02. Persiapan

173 23 1
                                    

Semakin banyak kamu melangkah, maka semakin besar pula kemungkinan pengetahuanmu bertambah.

Setelah sibuk seharian mempersiapkan acara yang akan segera datang, saat ini aku tengah bermalas-malasan bersama es cincau dalam genggaman.

Tak terasa sudah beberapa acara kulalui, mulai dari Musyawarah Besar hingga Pemilihan Ketua MPK.

“Cape banget, mau cepet pulang biar bisa tidur!”

Obrolan yang seperti gerutuan itu terdengar dari manusia-manusia yang kini duduk melingkar, termasuk aku. Sedari tadi kami sibuk pontang-panting memenuhi kebutuhan acara. Kakiku bahkan akan kaku jikalau dipaksakan untuk berlari lagi.

“Iya nih, udah mau jam enam juga.”

Tanganku terangkat, memastikan ucapan temanku barusan. Ternyata benar, sudah seharian aku menghabiskan hari Minggu berhargaku di sekolah.

“Apa kabar cucianku tercinta yang belum diangkat dari jemuran,” ringisku kembali mengingat seragam putih abu-abu yang besok akan kukenakan.

“Kalian pulang duluan aja, sisanya nanti sama kelas 12.”

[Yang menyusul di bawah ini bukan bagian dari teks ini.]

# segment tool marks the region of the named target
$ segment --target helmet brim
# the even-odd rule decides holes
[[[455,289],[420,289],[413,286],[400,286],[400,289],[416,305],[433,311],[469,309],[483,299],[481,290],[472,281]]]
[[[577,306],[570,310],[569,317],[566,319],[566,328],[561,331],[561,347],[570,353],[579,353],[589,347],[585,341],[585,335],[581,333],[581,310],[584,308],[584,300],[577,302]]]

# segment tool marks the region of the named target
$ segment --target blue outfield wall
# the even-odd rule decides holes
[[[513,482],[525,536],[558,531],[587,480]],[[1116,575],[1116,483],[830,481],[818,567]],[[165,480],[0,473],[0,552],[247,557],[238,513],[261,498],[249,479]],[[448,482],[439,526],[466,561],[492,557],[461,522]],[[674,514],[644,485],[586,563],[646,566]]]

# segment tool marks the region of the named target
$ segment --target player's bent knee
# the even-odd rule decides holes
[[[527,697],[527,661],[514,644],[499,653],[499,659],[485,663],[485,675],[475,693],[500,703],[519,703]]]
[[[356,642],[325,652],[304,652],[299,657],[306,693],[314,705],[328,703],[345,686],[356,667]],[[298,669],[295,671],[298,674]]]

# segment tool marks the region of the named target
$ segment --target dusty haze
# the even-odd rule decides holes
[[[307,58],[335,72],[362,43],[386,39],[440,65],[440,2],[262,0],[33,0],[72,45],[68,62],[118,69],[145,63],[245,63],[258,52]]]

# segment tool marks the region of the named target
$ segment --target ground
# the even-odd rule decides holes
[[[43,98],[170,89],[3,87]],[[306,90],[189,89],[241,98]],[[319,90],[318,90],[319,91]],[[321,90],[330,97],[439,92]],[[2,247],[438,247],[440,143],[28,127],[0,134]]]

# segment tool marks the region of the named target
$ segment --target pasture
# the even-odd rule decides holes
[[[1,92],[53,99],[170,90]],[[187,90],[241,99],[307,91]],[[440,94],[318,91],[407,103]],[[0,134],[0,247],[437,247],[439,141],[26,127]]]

Suara lembut itu mengundang senyumku untuk mengembang. Bagaimana tidak senang jika disuruh pulang duluan.

Buru-buru kami berpamitan meninggalkan ruang OSIS menuju gerbang setengah terbuka. Sembari berjalan jemariku mengetik nama Father pada kolom pencarian. Lantas menekan ikon telepon untuk menyambungkan panggilan.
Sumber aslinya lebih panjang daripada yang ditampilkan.